Hundreds of graves to be protected after Blackburn chapel sale
- Published
Hundreds of graves in a century-old cemetery are to be looked after by church authorities after its heritage-listed chapel was sold.
The 1828 building in Blackburn's New Row Methodist Burial Ground was put on the market in 2016.
The sale alarmed 76-year-old Barbara Robb whose grandmother is buried in the Heys Lane graveyard.
Church authorities have now given an assurance that no graves will be moved.
Reverend Stuart Smith, the superintendent minister for the West Pennine Moors Circuit, told the Local Democracy Reporting Service that the burial ground was not part of the sale.

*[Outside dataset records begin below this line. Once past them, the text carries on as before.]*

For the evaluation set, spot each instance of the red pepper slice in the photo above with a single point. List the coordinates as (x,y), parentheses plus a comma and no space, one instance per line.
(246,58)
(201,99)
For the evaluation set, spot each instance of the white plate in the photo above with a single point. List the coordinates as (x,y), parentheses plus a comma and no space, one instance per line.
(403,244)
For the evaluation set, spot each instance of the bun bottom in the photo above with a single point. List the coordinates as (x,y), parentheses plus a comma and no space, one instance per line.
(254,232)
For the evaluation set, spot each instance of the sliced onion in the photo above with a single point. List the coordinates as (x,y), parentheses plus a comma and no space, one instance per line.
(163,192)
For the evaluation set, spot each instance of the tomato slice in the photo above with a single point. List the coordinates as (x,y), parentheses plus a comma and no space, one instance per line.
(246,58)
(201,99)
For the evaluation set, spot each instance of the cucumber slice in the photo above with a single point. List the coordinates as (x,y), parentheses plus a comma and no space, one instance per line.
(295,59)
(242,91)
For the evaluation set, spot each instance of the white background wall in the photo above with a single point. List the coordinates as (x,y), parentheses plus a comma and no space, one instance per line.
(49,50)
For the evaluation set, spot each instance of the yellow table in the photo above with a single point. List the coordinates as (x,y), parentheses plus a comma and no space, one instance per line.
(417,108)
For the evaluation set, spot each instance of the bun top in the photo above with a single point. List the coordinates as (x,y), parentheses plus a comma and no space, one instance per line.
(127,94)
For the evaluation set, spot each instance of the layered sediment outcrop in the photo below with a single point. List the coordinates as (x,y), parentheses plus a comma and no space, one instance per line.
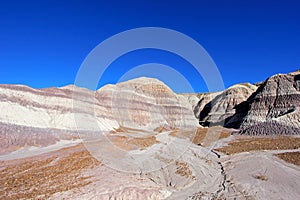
(216,108)
(273,109)
(44,116)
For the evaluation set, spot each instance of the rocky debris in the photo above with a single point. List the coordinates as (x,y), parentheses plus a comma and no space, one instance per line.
(273,109)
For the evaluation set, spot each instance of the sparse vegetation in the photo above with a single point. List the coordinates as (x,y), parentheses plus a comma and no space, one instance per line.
(40,179)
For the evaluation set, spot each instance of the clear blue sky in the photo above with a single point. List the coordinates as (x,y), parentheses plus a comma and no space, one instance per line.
(43,43)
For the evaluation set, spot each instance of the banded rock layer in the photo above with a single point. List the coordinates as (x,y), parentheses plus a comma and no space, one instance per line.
(217,107)
(35,117)
(273,108)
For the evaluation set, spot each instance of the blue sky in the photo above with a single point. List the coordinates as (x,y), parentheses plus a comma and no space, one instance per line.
(43,43)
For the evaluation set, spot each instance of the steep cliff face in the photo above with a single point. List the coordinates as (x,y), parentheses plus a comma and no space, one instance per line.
(34,117)
(217,108)
(273,108)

He added: "The Methodist church will protect and look after the graves. There are no plans to move them.
"If at some time in the future they did need to be moved, a suitable new resting place for them would be found."
The chapel was built extended and upgraded several times later in the 19th Century.
The burial ground was the main graveyard for non-conformist churches in Blackburn and the surrounding area until the opening of the municipal Pleasington Cemetery.
Mrs Robb said: "I am absolutely pleased the graves will be protected. I am thrilled they will be looked after.
"My grandmother, who lost her husband in The Battle of the Somme, was married and is buried there along with some other of our relatives."